- Born: 1946 Reggiolo, Italy
- Died: 23 October 1999 (aged 52–53) Milan
- Occupation: Fashion designer
- Label: Luciano Soprani S.r.l.
- Children: Lorenzo
- Website: http://www.lucianosoprani.it

= Luciano Soprani =

Italian fashion designer

Luciano Soprani (1946 - 23 October 1999) was an Italian fashion designer known for his tailored, colourful men's suits and silk evening gowns.

==Early life==
Soprani was born in Reggiolo in 1946 to a family of farmers in the province of Reggio Emilia. After studying agriculture, he decided that he was more interested in fashion, and in 1967 he joined the local firm of Max Mara in Reggio Emilia. He stayed there for nearly eight years, before moving to Milan in 1974. As a freelancer, he worked with labels such as Heliette, Basile, Nazareno, Gabrielli and Gucci.

==Business==
In 1982 he set up his own label, while continuing to work for other houses such as Gucci. He was also a wardrobe designer for the 1990 film Wild Orchid.

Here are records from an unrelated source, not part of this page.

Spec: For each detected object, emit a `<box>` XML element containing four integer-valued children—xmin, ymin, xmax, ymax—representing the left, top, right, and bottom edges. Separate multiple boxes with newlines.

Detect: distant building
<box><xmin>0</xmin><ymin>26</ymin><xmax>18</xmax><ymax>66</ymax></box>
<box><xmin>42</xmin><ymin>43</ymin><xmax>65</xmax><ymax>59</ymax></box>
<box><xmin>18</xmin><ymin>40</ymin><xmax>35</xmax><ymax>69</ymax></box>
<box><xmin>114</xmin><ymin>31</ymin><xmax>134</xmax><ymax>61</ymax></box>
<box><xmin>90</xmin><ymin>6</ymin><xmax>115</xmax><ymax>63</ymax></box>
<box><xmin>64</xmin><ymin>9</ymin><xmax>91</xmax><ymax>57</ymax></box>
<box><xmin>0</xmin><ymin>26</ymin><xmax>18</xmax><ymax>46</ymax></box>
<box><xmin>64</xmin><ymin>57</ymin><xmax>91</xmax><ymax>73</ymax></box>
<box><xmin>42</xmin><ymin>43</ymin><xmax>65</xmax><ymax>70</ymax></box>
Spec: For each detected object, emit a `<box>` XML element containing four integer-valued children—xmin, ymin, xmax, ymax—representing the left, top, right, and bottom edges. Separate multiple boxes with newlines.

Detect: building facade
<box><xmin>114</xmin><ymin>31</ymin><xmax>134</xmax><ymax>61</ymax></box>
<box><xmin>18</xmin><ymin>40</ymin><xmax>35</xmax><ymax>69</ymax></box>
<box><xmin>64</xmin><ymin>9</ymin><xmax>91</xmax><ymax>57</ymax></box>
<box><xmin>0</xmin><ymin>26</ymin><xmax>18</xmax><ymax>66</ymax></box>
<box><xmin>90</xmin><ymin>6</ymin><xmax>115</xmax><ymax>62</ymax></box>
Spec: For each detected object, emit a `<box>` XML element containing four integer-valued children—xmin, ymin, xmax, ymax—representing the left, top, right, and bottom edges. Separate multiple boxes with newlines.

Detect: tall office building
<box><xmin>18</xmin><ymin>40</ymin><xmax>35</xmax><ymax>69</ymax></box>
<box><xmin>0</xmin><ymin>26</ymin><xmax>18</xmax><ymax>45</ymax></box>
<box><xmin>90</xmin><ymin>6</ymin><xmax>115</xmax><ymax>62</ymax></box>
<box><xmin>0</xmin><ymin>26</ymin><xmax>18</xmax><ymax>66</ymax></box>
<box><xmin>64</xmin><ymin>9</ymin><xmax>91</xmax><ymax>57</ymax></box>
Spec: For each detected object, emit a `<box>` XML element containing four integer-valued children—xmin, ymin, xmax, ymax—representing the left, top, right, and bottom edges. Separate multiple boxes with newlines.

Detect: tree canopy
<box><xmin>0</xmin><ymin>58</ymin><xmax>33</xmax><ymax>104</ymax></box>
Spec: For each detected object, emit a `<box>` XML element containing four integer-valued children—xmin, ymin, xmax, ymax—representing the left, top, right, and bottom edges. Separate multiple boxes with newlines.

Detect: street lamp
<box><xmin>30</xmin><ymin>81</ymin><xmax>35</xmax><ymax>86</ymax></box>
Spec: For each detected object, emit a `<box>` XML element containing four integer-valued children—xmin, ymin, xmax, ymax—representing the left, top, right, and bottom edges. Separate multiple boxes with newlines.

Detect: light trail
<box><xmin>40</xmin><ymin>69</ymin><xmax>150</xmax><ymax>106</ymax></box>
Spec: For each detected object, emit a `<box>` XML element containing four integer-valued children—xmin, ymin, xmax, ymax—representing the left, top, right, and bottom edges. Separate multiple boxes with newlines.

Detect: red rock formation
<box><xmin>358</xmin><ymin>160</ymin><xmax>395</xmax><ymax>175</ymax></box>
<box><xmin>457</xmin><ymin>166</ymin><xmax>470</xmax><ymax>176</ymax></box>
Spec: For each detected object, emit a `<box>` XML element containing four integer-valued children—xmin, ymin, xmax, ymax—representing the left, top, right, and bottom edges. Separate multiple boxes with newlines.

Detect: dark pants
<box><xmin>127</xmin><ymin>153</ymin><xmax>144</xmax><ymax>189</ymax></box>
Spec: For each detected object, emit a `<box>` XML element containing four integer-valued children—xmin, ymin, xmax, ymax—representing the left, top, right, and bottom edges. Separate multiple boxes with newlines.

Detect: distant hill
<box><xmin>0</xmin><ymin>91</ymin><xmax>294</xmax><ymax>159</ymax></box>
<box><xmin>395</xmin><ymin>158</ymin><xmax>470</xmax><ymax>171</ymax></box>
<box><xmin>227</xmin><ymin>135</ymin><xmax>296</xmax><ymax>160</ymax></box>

In 1992 Soprani fell out with his Japanese business partner, Onward Kashiyama Co., Ltd., who owned 70% of Luciano Soprani SpA. Soprani dissociated himself from the company, whilst seeking to regain use of the trademark.

Soprani died of throat cancer in a hospital in Milan, on 23 October 1999.

His friend Dilio Ortigoza succeeded him as designer at the company, to be followed by Alessandro Turci in 2002. Studio Soprani was acquired by the perfume company Satinine S.p.a., and renamed Luciano Soprani S.r.l. in January 2006.